Ross ran down the street to our neighbors, Chris and Jodi's house. Their son was a little over a year old, and we had hoped they had some formula. What felt like an eternity later, Ross returned with a can of Similac and a bottle of simethicone drops (baby gas drops). Ross made a 2-oz bottle of formula and added the drops. My tiny baby chugged that thing down like there was no tomorrow.
And then, there was peace in our home.
I cried and hugged Maddy. I felt like a terrible mom. I apoligized to her for not knowing what to do, and for her going through that. Ross hugged me. She finally settled down to sleep...for a while.

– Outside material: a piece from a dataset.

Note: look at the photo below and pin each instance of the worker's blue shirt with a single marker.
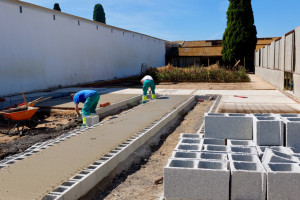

This was our initiation into the difficult journey I would embark on. Many breastfeeding supporters would critisize our decision to give our baby a bottle of formula that night. I don't have an ounce (no pun intended) of regret over that choice. It saved her, and us that night. Maybe I should have done things differently, or maybe if I had a lactation consultant or experienced family member in our home with us, I could have been more properly coached for her to latch and feed from me. Afterall, my mom was in town, and we had roughly 10 family members within a 10 mile radius of us. But for some reason, it never occurred to us to ask someone to come over. I think we needed to do it ourselves.
For the next few days, I would continue to try to nurse Maddy. I was determined to be totally patient with my tiny little human, and not be frustrated with her. Unfortunately a mixture of post-partum baby blues and her difficulty with latching made for a very difficult few weeks.